Gérard critique «une politique économique de l'offre semblable à celle de la droite, où l'on court après les entrepreneurs alors que ce sont les inégalités croissantes qui aggravent la crise». Selon lui, ce ne sont pas les «quelques modifications comme les contrats aidés ou les ajustements fiscaux qui permettront de s'en sortir». Un autre Gérard en appelle à «soustraire les activités humaines au capitalisme en commençant par la transition énergétique». Pour Dominique «il faut encore du temps à François Hollande» et «les médias et les sondages exagèrent en ne parlant que des trains qui n'arrivent pas à l'heure». Pourtant elle ne nie pas les difficultés sociales grandissantes et manifeste son «scepticisme à propos des contrats aidés».
C'est qu'il est «dans l'ADN d'EPI» de ne pas s'en remettre à l'Etat pour tout, notamment l'économie et le social. Ceci justifie que Claude considère l'accord dit de flexi-sécurité comme une «avancée extraordinaire». «Sur la forme» précise-t-il, comme Gérard qui y voit «un modèle dans son processus et le fait que l'on ne puisse pas appeler les gens à se syndiquer et en même temps attendre de l'Etat et des parlementaires qu'ils décident de tout en dernier ressort». Mais cet accord est loin de faire l'unanimité dans l'assemblée. Pour Gaston, «on a reculé, cet accord permet encore de casser le droit du travail et affaiblit les salariés en individualisant leurs situations».
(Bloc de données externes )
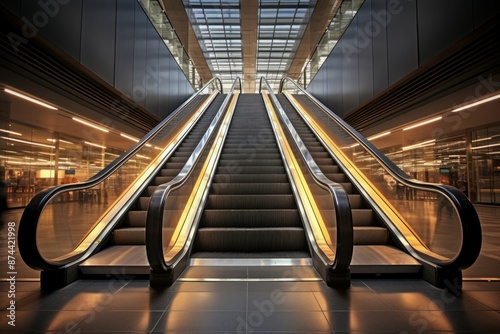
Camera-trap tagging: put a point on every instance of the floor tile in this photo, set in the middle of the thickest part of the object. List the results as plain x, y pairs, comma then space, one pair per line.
203, 322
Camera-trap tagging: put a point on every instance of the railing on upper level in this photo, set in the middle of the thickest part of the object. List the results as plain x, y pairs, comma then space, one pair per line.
325, 204
63, 225
435, 223
175, 205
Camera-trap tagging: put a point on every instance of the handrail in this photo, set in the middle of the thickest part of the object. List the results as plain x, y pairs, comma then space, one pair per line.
469, 221
155, 235
343, 247
28, 227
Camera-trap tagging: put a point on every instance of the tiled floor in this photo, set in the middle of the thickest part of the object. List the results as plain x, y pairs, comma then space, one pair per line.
128, 305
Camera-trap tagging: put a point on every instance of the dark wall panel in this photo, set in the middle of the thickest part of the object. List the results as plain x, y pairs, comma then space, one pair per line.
380, 57
435, 34
13, 6
350, 60
152, 80
485, 10
335, 76
365, 36
163, 93
98, 37
124, 54
61, 24
140, 56
402, 39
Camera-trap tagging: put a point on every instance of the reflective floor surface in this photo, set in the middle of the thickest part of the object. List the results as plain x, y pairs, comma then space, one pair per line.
272, 305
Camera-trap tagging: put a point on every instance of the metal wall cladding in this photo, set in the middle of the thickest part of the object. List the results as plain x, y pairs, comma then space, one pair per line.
115, 40
388, 40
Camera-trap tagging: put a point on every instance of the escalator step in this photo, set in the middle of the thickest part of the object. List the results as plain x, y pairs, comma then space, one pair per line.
249, 178
250, 188
250, 240
363, 217
130, 236
370, 235
251, 218
250, 202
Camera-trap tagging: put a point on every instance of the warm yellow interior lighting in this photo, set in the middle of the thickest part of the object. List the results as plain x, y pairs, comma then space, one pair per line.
95, 145
27, 142
423, 123
380, 135
27, 98
470, 105
89, 124
129, 137
11, 132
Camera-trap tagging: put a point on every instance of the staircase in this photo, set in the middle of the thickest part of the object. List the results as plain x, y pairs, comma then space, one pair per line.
251, 211
374, 251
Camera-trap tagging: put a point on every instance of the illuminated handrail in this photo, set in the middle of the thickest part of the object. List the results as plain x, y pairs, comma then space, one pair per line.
77, 200
337, 238
461, 254
162, 256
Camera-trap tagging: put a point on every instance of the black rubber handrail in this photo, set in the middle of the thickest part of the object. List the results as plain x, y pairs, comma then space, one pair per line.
27, 234
154, 221
343, 248
469, 220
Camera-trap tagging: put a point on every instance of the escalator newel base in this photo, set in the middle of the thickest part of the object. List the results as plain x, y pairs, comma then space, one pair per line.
54, 280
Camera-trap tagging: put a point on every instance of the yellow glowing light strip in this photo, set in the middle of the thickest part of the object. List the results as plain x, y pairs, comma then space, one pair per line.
379, 135
114, 209
467, 106
181, 233
311, 209
423, 123
11, 132
89, 124
27, 142
391, 213
129, 137
95, 145
27, 98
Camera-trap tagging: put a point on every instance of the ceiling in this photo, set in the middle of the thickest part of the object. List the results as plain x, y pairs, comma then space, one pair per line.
250, 39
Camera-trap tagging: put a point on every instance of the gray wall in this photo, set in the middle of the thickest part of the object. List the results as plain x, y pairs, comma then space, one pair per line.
115, 40
388, 40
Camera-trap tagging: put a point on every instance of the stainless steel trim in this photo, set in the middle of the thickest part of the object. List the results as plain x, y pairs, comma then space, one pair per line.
234, 262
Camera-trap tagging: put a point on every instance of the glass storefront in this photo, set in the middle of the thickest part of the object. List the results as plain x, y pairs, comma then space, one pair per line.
468, 161
33, 158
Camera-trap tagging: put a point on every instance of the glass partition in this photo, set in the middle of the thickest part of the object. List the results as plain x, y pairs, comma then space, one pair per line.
68, 219
424, 216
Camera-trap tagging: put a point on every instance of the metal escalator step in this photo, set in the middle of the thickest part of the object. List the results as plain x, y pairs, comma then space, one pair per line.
143, 203
251, 218
249, 178
337, 177
130, 236
230, 165
250, 202
356, 201
370, 235
250, 188
324, 161
331, 169
136, 218
250, 239
363, 217
250, 155
168, 172
347, 187
237, 168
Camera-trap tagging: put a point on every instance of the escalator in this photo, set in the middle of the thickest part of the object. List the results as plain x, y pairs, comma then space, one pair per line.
126, 251
374, 250
396, 221
250, 211
98, 226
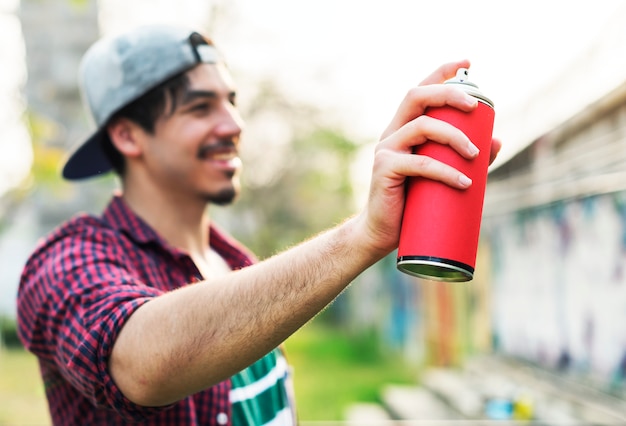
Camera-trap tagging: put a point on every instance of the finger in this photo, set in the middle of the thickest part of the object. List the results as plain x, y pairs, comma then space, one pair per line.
445, 72
418, 99
425, 128
416, 165
496, 145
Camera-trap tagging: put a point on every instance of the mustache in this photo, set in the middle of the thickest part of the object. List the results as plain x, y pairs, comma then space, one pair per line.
224, 145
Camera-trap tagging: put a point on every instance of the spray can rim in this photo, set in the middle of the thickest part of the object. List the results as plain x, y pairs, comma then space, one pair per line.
461, 80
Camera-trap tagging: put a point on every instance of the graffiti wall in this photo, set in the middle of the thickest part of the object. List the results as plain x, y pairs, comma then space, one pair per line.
558, 284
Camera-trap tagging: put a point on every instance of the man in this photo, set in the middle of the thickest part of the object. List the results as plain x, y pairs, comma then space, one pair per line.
106, 303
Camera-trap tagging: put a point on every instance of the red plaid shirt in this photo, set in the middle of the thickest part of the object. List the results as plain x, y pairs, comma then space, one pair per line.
79, 287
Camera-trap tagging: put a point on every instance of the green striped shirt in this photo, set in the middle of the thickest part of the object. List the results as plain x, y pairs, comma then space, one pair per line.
260, 395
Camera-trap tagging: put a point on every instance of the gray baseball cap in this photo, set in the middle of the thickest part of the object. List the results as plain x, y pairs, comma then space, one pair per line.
117, 70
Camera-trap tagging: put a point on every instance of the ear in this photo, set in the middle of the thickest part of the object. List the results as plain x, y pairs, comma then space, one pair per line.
126, 137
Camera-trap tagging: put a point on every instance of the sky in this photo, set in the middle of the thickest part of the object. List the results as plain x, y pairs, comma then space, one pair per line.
356, 58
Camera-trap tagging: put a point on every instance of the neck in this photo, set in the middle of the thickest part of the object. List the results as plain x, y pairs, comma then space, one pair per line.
181, 220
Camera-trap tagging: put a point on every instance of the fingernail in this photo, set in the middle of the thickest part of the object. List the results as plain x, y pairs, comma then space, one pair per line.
471, 100
465, 181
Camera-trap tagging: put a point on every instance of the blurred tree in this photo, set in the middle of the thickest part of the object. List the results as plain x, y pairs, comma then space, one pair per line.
296, 178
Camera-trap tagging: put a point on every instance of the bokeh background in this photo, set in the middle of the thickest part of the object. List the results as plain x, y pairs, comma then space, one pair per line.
539, 334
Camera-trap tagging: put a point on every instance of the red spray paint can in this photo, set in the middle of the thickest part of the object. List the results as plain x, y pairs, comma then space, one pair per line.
441, 224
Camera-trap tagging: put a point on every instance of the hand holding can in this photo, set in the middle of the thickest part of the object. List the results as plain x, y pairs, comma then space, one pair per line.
441, 224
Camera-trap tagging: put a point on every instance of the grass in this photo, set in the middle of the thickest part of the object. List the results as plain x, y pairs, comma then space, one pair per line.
332, 370
22, 399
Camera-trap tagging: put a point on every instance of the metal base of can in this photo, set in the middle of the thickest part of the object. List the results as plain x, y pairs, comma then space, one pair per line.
435, 268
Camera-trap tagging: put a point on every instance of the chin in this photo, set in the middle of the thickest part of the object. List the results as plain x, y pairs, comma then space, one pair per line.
222, 198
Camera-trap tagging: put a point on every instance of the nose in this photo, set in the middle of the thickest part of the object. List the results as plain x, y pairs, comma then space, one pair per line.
230, 124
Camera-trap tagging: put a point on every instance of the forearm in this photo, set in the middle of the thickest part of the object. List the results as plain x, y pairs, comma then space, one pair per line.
192, 338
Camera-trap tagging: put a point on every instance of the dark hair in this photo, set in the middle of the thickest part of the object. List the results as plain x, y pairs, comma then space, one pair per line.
145, 111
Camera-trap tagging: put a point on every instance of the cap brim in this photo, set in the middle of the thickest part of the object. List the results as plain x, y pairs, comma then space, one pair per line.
89, 159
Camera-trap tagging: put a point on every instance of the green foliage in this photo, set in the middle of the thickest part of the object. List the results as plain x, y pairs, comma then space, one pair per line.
21, 390
8, 333
334, 369
313, 192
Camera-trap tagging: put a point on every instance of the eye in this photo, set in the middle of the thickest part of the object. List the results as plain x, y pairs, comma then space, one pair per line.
203, 106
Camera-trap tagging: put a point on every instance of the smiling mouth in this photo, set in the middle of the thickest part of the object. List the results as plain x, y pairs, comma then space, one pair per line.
218, 153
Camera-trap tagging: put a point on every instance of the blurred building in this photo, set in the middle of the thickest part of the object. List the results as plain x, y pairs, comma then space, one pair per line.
56, 33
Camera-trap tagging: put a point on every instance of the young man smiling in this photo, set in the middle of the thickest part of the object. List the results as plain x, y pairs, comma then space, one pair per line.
105, 302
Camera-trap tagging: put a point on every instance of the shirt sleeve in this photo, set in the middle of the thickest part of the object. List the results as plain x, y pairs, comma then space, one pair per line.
75, 296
«Tout le monde constate que les dérives de l'époque Sarkozy se poursuivent, la 5ème République et le souverain qu'elle place au sommet de l'Etat empêchent une véritable démocratie», déplore André. François éprouve une «trahison éthique : comment un Cahuzac a-t-il pu être choisi par le Parti socialiste ? Après DSK, les affaires dans le Pas-de-Calais, il n'est même plus possible d'écouter les dirigeants sans douter. Pour moi il y a rupture». Anne encourage «à porter le regard sur ce qui se fait plutôt que ce qui se dit». Elle redoute «la propension de chacun à voir surtout le négatif, à manquer ainsi de discernement» et souligne «le travail de fond mené sur le logement et le droit de propriété par Cécile Dufflot qui nécessitera un soutien d'ampleur». Pour Jean-Claude, «on ne parle pas suffisamment des entreprises qui marchent bien, celles qui ont innové il y a dix ans». Il ose même : «Cahuzac, je l'appelle Jérôme, va nous rendre un service. Il va permettre que des mesures soient prises pour bannir certains comportements».
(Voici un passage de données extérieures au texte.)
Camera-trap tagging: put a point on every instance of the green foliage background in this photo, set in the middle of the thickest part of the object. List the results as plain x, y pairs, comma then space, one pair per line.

Joseph fustige encore «ces médias parisiens qui marchent à l'émotion, au scandale ou qui sont liés à des puissances économiques». Il redoute «le délitement de la société civile, des syndicats et la montée de l'extrême droite : on en est à la revanche de Charles Maurras!» Mais il se sent menacé également sur sa gauche et ajoute : «Mélenchon veut nous faire la peau». Evelyne prend la parole : «Le Front de Gauche ne se résume pas à Mélenchon. C'est la dérive présidentielle et médiatique qui est en cause. Le problème ? Le carcan d'austérité à l'échelle de l'Europe et le diktat des marchés financiers auxquels il faut faire face avec courage». Eliane rappelle l'élection de l'année passée : «on a aussi voté pour la retraite à 60 ans, le non-cumul des mandats et le droit de vote des étrangers aux élections locales. On nous explique maintenant que cela n'est pas possible. Il y a des craintes à avoir pour les prochaines élections en 2014».
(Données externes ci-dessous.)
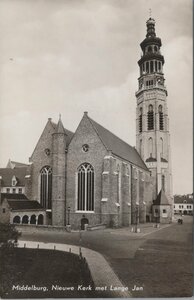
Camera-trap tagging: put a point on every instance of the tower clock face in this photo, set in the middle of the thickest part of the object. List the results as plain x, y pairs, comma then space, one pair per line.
85, 148
47, 151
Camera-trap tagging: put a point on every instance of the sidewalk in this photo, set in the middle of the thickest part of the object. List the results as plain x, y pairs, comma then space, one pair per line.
144, 229
102, 274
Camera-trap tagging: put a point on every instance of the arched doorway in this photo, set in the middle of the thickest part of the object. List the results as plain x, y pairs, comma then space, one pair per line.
40, 219
25, 219
84, 221
33, 219
16, 220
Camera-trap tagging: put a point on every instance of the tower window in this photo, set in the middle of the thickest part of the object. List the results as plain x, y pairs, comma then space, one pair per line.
150, 144
151, 66
140, 147
161, 147
118, 184
161, 118
156, 66
147, 67
140, 120
163, 182
150, 118
46, 187
159, 66
85, 192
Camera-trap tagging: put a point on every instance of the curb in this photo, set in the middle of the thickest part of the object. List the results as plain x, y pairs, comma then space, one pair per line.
102, 274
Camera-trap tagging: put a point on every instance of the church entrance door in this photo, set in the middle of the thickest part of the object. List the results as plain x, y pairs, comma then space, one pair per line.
84, 221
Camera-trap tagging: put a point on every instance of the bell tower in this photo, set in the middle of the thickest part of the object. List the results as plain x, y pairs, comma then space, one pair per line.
152, 123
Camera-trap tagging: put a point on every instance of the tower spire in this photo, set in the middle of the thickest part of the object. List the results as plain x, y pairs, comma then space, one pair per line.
152, 125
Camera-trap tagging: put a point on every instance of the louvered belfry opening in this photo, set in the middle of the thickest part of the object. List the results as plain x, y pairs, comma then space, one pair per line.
46, 187
85, 188
161, 118
140, 120
150, 118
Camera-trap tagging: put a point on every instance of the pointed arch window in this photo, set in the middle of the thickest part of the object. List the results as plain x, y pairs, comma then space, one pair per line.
46, 187
151, 66
150, 145
140, 120
163, 182
85, 192
150, 117
140, 147
161, 117
161, 147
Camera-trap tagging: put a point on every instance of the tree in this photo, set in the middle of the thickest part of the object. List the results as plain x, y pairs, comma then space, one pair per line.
8, 235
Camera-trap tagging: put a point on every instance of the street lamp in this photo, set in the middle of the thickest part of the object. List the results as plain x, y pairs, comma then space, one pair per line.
136, 218
68, 215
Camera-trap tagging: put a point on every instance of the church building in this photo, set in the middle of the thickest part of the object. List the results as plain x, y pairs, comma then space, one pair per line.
92, 177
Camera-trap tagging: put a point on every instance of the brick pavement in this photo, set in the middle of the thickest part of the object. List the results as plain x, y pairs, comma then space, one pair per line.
102, 274
145, 229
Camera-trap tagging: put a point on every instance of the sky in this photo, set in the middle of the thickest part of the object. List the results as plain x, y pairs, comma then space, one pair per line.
66, 57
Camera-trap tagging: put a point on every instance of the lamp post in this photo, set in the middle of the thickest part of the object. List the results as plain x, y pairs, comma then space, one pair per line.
137, 218
68, 215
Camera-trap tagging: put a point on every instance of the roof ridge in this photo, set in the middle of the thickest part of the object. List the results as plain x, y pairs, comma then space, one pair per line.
133, 147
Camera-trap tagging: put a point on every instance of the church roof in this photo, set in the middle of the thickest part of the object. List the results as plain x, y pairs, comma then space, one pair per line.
14, 164
59, 128
118, 146
161, 199
183, 199
11, 196
8, 173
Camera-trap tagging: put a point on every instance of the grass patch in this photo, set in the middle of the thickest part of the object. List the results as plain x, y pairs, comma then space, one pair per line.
32, 273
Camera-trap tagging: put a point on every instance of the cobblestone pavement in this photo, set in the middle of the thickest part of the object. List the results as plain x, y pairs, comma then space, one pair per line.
137, 258
105, 279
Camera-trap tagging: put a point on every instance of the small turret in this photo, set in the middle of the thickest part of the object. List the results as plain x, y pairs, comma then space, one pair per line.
59, 177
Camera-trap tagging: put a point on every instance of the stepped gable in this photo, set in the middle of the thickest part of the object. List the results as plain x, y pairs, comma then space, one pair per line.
161, 199
118, 146
8, 173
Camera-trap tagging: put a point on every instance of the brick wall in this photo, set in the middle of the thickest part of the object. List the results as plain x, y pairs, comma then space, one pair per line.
85, 134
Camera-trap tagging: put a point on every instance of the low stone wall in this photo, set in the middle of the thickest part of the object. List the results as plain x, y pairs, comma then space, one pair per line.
39, 228
96, 227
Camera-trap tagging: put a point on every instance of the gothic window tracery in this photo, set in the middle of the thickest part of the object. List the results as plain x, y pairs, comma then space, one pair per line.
150, 145
85, 192
161, 147
150, 117
140, 120
161, 117
163, 182
46, 187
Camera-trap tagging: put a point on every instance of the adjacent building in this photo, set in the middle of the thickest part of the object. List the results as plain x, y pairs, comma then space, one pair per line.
93, 177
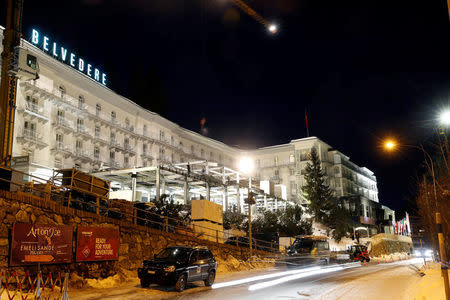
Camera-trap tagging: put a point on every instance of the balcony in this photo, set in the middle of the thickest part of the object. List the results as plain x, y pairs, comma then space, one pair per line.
113, 164
147, 155
31, 137
34, 111
83, 132
64, 124
116, 145
130, 149
100, 139
63, 149
83, 155
129, 129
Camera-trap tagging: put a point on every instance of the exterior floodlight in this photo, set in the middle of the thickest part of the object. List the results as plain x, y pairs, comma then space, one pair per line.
246, 165
445, 117
389, 145
273, 28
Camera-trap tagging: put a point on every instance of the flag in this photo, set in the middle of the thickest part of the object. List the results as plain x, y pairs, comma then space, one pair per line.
306, 120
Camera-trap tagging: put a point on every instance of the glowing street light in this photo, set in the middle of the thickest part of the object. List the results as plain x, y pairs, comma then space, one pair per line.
444, 118
273, 28
390, 145
246, 165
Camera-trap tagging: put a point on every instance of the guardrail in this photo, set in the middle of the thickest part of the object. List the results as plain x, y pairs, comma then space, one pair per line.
49, 195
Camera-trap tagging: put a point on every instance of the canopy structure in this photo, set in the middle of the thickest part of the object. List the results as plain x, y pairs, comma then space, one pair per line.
186, 181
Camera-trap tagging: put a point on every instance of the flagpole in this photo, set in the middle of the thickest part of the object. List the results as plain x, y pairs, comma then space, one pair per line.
306, 122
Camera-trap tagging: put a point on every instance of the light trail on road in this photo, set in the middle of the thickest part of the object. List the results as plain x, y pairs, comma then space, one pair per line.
267, 284
261, 277
278, 274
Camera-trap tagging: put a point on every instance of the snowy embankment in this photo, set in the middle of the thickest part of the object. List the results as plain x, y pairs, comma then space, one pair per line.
428, 287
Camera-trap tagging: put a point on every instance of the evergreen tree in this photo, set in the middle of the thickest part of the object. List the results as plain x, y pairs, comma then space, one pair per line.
318, 193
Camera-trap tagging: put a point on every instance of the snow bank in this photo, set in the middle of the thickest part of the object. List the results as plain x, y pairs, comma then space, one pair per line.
386, 244
430, 286
112, 281
231, 264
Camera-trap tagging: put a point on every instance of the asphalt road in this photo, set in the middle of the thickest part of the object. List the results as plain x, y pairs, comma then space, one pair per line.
359, 282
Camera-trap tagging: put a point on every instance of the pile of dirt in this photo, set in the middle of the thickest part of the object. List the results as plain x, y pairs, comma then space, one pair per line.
231, 264
102, 283
386, 244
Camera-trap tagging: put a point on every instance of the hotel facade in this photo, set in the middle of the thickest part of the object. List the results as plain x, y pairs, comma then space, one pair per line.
70, 118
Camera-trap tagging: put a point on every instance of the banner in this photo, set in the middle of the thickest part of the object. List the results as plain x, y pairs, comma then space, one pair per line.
45, 244
97, 243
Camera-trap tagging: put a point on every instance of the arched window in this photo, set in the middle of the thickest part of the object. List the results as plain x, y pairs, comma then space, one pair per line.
80, 102
98, 109
62, 91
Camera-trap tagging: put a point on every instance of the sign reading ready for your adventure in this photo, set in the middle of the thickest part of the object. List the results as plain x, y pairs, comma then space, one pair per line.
97, 243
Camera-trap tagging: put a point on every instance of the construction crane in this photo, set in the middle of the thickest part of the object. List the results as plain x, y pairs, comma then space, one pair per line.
252, 13
17, 63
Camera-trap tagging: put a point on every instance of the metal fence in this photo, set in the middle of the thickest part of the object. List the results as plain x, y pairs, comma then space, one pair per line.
42, 193
51, 286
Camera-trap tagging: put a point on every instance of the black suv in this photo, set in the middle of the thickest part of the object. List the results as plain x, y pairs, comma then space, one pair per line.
177, 266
Comment s'en sortir ? Une politique économique tournée vers la transition énergétique et la libération de l'emprise de la finance ? Oui, mais le jugement sur la dette, la croissance n'est pas toujours partagé. Une forme de protectionnisme national ou une Europe plus fédérale ? Plus ou moins d'Etat ? Ouverture politique ou non ? Et si la crise était plutôt une crise culturelle ?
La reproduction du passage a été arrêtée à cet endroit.